Babatunde Fashola, Minister of Works and Housing has expressed fears that Nigeria may experience the Brexit experience.
This disclosure was made by the works minister while speaking as a guest speaker at the 76th anniversary of the Island Club in Lagos at the weekend.
Fashola said Brexit’s experience is inevitable unless youths in the country are given political education to make them understand the issue of restructuring.
Brexit refers to the decision by some people in Britain for the country to leave the European Union (EU), a choice that has thrown the country into confusion.
Fashola argued that the quest for better life had resulted in relentless agitations by some Nigerian groups pushing diverse ideologies in their demands for restructuring. He said that Britain was currently grappling with the problem of whether to stay in the EU or not because the youth segment of the population did not fully understand the implications of the referendum they participated in.

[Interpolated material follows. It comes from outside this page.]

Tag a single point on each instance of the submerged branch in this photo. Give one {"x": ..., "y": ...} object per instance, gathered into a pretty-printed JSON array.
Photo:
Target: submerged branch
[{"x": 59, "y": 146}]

He stressed the need for adequate education of the younger segment of the Nigerian population to ensure those right choices were made in repositioning the nation’s diversity to avoid the Brexit experience.
Speaking on “Restructuring: Lessons from Brexit,” Fashola gave a detailed history of the evolution of the United Kingdom, which he said, was similar to Nigeria’s 1914 amalgamation that merged the Northern and Southern Protectorates.
He explained that the insatiable quest for better life was the root of the clamor for restructuring in Nigeria, noting that measures to create new identities had compounded problems throughout human history.
“Let us decompose that word and let everybody be specific. There is so much confusion. Don’t hide restructuring under one word. Bring it out, so that we know what to choose. Some people are calling for parliamentary system of government.
The new generation must be told that it was the parliamentary system that caused crisis which was difficult to resolve and which led us into civil war. Where people are diverse, a federation is better. There is a great deal of work to be done by the protagonists.’’
Fashola listed countries that broke up without being able to resolve the issues of separation to include Yugoslavia, Sudan, the Soviet Union, North and South Korea, warning against agitations to split Nigeria. The minister said there were currently 86 unresolved boundary disputes as a result of state creations in the country, explaining that the Federal Government was still building secretariats for some new states.